12.0cm³ of methane and 48cm³ of to oxygen were exploded together.The final volume of gases was measured at room temperature and pressure.Calculate composition of the resulting gaseous mixture
To calculate the composition of the resulting gaseous mixture, we need to determine the ratio of methane to oxygen in the initial gases.
According to the balanced chemical equation for the combustion of methane:
CH₄ + 2O₂ → CO₂ + 2H₂O
From the equation, we can see that one molecule of methane requires 2 molecules of oxygen to react completely and form 1 molecule of carbon dioxide and 2 molecules of water.
Let's convert the initial volumes of methane and oxygen to moles using the ideal gas law equation PV = nRT, where P is the pressure, V is the volume, n is the number of moles, R is the ideal gas constant, and T is the temperature.
Using the given values:
For methane:
V₁ = 12.0 cm³
P₁ = room pressure
T₁ = room temperature
For oxygen:
V₂ = 48.0 cm³
P₂ = room pressure
T₂ = room temperature
We can cancel out the pressure and temperature from the equation, as they are the same for both gases:
V₁/n₁ = V₂/n₂
Solving for n₁:
n₁ = (V₁/V₂) * n₂
Let's assume the final volume of the gaseous mixture is V₃ cm³. From the balanced equation, we know that 1 molecule of methane reacts to form 1 molecule of carbon dioxide and 2 molecules of water. Hence, the volume of carbon dioxide produced will be equal to the initial volume of methane used (12.0 cm³).

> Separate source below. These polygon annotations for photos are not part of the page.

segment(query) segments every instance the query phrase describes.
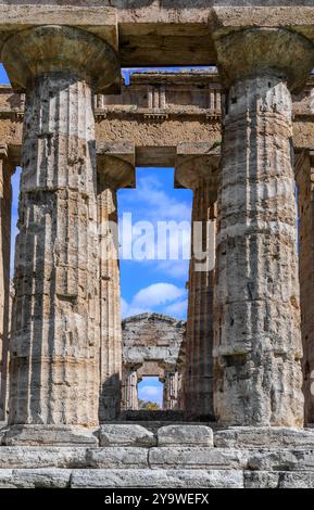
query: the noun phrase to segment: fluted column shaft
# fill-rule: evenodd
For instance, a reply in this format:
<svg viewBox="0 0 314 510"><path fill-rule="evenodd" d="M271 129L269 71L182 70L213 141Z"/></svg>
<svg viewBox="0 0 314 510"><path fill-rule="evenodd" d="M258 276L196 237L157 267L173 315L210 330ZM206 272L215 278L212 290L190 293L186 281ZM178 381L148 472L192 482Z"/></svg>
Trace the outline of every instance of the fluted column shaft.
<svg viewBox="0 0 314 510"><path fill-rule="evenodd" d="M121 410L122 316L117 257L116 190L98 182L100 263L100 421L114 419Z"/></svg>
<svg viewBox="0 0 314 510"><path fill-rule="evenodd" d="M303 343L305 423L314 422L314 161L313 152L299 157L296 179L299 205L299 277Z"/></svg>
<svg viewBox="0 0 314 510"><path fill-rule="evenodd" d="M115 79L117 59L101 36L58 25L12 33L1 55L26 91L9 423L91 428L99 422L92 98Z"/></svg>
<svg viewBox="0 0 314 510"><path fill-rule="evenodd" d="M7 152L4 150L4 152ZM2 157L1 157L2 156ZM7 418L12 168L0 154L0 420Z"/></svg>
<svg viewBox="0 0 314 510"><path fill-rule="evenodd" d="M192 204L192 257L189 269L189 302L187 321L186 412L189 418L213 416L213 278L214 269L208 268L209 220L214 220L216 190L203 179L193 191ZM201 225L202 245L196 246L193 228ZM205 254L198 259L199 251ZM202 267L201 267L202 266Z"/></svg>
<svg viewBox="0 0 314 510"><path fill-rule="evenodd" d="M16 240L10 423L98 422L98 242L91 90L28 90Z"/></svg>
<svg viewBox="0 0 314 510"><path fill-rule="evenodd" d="M302 81L302 66L306 78L309 48L305 39L279 29L247 30L217 43L230 86L218 190L214 341L215 413L224 424L303 423L287 82ZM242 67L235 66L239 52Z"/></svg>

So, V₃ = 12.0 cm³ + V₂ cm³
Now, let's substitute the values to calculate the composition of the resulting gaseous mixture.
n₁ = (12.0 cm³ / (12.0 cm³ + 48.0 cm³)) * n₂
= (12.0 / 60.0) * n₂
= 0.2 * n₂
Since the volume of methane used is equal to the volume of carbon dioxide produced, the volume of oxygen used is equal to twice the volume of carbon dioxide produced.
n₂ = V₂ / (2 * V₃)
= 48.0 cm³ / (2 * (12.0 cm³ + 48.0 cm³))
= 48.0 / (2 * 60.0)
= 0.4
n₁ = 0.2 * n₂
= 0.2 * 0.4
= 0.08
Therefore, the composition of the resulting gaseous mixture is approximately 8% methane and 92% oxygen.